April 16, 2008, 3:41 pm

Many years ago, a friend of mine who was a midlevel administrator told me over lunch that he was about to get a big promotion.

“You know Vice President Bigwig at my institution? He told me that he’s going to retire next May, and he wants to recommend that I be promoted into his position. He’s given me a couple of new tasks to complete as a test for my ability to do his job. It will make life horrible for the coming year, but when I land his job, it will be easy street. He makes a ton of money and doesn’t have much work to do. He just entertains alumni most of the time.”

I congratulated him on his good fortune and watched him begin to work bodacious hours trying to prove his mettle.

A couple of weeks later, over a table in a different restaurant (I eat out a lot!), one of that guy’s colleagues leaned in to tell me a secret: “I’m going to let you in on something: I’m about to be promoted.
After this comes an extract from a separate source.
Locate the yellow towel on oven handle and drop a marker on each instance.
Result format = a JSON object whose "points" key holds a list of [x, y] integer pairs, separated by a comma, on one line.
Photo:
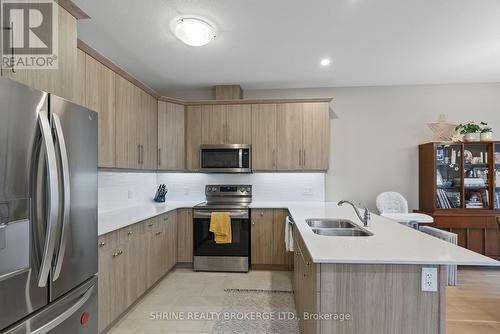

Vice President Bigwig at my institution has told me that he will retire next May. … “

You get the picture. It was no wonder that VP Bigwig was a person of such leisure: He had an office filled with ambitious young workers whom he pitted against each other!

Ironically, when VP Bigwig retired, neither of my lunch partners was rewarded. Instead, the university’s president appointed a well-connected alum into the position!

There is a lesson to be learned in this: Ambition can be helpful in providing energy, but it can also become a narcotic that blinds you to reality.

Does anyone have a good story or two about poor decisions you may have made or seen made that were based on overeager ambition or its near cousin, gullibility?